Table 2 Distribution of unique and common phylotypes (based on the 97 %-criterion) among 18S rRNA gene libraries from the specimens A and B

The sequences belonging to Bryophyta obtained from specimens A and B had a 100 % match. Furthermore, the following features were shared by both specimens: a novel clade of fungi was exceedingly dominant in both entire moss pillars; the phylotypes belonging to ciliates and tardigrades were subdominant in the exterior layers; and the phylotype of the ameba-like, single-celled eukaryote, Cercomonas (Cercozoa), was also detected only in the interior (Tables S1 and S3). From the above, it seems highly probable that some eukaryotic phylotypes showed pillar-wide distributions, while others were section-specific.

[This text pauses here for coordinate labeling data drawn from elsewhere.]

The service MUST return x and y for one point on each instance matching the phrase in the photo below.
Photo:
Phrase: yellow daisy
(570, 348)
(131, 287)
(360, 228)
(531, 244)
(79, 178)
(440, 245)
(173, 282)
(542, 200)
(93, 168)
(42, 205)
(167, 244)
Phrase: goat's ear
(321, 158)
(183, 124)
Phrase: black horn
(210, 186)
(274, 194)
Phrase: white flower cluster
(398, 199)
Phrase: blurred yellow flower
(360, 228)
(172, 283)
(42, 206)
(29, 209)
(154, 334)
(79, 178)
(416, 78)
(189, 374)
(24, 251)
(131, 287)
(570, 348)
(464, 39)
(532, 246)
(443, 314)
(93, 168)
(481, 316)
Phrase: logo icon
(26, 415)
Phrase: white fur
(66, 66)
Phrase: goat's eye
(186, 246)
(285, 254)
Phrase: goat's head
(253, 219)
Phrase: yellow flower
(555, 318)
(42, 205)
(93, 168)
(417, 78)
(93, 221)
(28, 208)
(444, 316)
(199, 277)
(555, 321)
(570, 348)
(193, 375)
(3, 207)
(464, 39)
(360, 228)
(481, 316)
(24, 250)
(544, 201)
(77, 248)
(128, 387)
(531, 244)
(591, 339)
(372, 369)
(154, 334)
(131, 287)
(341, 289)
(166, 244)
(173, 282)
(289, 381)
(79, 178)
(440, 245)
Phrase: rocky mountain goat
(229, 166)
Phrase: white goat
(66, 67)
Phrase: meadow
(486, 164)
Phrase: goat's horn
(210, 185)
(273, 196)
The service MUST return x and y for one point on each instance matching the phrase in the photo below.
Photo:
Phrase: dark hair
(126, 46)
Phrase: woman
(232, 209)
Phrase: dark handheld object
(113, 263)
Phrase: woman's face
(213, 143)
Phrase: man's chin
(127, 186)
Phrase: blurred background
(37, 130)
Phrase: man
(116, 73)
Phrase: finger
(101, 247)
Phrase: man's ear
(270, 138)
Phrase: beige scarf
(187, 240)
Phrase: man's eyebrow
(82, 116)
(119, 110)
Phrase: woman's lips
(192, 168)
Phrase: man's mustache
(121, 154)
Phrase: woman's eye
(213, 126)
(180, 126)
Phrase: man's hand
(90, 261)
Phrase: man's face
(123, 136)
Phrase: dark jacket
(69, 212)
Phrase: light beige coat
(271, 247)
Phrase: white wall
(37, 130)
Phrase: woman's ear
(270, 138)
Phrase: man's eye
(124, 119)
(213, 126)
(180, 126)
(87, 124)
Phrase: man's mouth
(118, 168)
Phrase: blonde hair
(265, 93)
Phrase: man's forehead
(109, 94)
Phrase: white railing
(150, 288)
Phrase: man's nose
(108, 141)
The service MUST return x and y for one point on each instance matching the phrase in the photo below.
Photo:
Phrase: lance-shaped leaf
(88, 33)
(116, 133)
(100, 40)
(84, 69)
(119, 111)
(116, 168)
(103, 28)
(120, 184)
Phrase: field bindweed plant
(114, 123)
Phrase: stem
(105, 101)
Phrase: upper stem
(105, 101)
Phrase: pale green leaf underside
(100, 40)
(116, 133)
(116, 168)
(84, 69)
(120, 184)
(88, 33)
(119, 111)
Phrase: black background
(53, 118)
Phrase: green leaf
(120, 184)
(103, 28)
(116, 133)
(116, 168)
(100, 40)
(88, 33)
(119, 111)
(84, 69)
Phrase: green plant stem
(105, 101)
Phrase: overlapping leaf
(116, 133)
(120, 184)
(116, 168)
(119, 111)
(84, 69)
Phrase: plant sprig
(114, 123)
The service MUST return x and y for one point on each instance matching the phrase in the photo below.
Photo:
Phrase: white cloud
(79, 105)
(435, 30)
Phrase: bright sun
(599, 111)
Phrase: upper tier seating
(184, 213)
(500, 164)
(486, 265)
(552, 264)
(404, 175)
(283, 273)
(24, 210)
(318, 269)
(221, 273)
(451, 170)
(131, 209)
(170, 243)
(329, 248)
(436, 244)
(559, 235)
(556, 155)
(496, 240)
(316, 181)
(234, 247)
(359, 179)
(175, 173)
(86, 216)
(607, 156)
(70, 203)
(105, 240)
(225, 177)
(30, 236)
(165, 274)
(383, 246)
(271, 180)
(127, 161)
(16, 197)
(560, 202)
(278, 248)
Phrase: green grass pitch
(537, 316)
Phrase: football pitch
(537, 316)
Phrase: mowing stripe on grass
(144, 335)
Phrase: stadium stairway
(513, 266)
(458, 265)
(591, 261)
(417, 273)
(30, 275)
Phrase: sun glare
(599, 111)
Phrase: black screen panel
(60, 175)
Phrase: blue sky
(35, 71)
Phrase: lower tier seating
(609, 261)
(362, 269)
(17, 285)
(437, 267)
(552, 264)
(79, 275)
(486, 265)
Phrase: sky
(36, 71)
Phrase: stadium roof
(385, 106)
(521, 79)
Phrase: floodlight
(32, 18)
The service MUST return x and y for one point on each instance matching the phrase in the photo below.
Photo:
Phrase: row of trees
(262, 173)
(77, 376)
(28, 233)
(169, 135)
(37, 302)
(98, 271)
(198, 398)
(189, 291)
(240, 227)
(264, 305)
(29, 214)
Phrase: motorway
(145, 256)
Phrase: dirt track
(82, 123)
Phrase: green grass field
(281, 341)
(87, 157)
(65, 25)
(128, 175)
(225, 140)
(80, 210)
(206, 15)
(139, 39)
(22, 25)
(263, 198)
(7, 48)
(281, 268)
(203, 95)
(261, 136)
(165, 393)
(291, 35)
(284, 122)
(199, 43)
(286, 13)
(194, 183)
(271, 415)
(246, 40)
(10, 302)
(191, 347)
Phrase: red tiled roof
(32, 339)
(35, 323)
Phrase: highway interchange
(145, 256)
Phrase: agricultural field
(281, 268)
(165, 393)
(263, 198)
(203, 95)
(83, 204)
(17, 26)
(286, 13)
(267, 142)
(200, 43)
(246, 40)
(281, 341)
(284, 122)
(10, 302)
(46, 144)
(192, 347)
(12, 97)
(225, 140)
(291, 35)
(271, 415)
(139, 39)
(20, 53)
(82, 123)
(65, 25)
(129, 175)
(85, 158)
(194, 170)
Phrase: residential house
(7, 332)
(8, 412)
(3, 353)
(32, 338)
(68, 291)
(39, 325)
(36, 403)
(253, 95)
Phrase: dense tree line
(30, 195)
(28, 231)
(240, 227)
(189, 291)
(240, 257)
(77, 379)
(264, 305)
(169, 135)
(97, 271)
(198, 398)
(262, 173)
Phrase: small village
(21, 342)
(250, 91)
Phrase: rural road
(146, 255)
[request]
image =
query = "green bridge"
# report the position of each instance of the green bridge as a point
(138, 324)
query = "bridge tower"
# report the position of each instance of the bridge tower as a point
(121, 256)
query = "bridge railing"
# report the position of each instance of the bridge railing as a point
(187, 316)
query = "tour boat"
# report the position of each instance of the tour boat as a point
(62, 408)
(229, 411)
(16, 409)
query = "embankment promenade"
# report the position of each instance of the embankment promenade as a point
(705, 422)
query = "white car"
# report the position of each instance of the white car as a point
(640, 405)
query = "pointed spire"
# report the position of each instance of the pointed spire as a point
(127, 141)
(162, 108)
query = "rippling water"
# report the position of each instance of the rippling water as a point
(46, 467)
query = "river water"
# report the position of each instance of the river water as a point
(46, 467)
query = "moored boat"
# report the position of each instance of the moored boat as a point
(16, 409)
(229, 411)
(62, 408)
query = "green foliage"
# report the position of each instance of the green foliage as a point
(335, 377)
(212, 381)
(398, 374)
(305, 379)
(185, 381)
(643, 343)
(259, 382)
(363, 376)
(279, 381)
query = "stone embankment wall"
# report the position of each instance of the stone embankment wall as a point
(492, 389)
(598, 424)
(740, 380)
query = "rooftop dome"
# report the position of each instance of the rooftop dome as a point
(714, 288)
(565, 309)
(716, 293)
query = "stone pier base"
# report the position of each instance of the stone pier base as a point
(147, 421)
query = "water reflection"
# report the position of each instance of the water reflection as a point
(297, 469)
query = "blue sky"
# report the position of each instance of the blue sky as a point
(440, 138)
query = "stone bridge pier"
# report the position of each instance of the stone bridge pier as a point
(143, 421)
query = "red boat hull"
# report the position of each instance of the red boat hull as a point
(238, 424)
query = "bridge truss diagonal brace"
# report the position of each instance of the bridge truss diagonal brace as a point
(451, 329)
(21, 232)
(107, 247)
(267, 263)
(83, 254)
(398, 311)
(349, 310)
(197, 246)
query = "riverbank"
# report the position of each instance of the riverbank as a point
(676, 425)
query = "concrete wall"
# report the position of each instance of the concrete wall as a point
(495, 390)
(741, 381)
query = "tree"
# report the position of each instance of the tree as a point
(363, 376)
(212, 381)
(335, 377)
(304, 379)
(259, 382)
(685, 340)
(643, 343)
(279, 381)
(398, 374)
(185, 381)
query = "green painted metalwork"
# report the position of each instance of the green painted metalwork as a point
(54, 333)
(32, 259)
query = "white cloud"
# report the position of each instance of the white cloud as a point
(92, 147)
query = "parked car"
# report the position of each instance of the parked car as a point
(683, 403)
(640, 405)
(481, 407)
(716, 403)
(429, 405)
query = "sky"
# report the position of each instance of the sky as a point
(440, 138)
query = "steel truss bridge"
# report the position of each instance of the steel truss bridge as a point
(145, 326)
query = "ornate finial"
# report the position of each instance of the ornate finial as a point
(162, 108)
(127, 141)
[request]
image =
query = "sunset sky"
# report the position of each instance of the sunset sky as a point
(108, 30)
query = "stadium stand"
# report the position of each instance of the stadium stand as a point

However, the frequency of detection of ciliates (Alveolata) in the exterior differed between specimens, as reflected in clone occupancies of 3.3 and 6.8 % of total clones in specimens A and B, respectively. The moss pillar exterior is in direct contact with lake water, and it is highly probable that the eukaryotic phylotypes are partially shared with those present planktonically in the lake water. This may be indicated by the phylogenetic groupings in our analysis. In fact, the phylotype closely related to the known planktonic ciliate Halteria grandinella was detected only in the exterior of both moss pillars. Furthermore, the frequency of detection of tardigrades (Metazoa) was 6.4 % for specimen A and 12.3 % for specimen B with some discrepancy between the specimens. The difference in benthic animals between moss pillars may be dependent upon the microorganisms that immigrate to the structure in the growth stage as previously described. Rarefaction analysis showed that specimen B, like specimen A, showed potentially higher biodiversity on the exterior part of the moss pillar than on the interior part (Fig. 2). This conclusion was further supported by the average values of the Shannon index for the exterior (1.78) and the interior (0.80) parts of the moss pillar (Tables 1 and S2).

Conclusion

Our study shows that moss pillars contain not only moss and algae but also fungi and various small animals, as determined by molecular phylogenetic analysis of 18S rRNA gene sequences using two whole moss pillars. It appears highly probable that autotrophic green algae, red algae, and golden-brown algae function as primary producers, while fungi, ciliates, and Labyrinthulida function as parasites or decomposers in establishing and maintaining these ecosystems. However, we have isolated the DNA from both benthic and planktonic cellular debris and undegraded biological materials. In future, we intend to identify the living organisms that were actually playing an ecological role with the help of morphological studies. Of all 78 phylotypes obtained, 47 (approximately 60 %) have a below 95 % homology with known genera and species, suggesting novel taxa at species, genera, or class levels. We also found the existence of unclassified Alveolata, Amoebozoa, Metazoa, and Stramenopiles. The moss pillar ecosystems unique to Antarctic lakes clearly have eukaryotic microbiota with extremely high phylogenetic novelty. To elucidate genetic and physiological characteristics of the exceedingly dominant fungi in moss pillars, isolation, culturing, and genome analysis are required.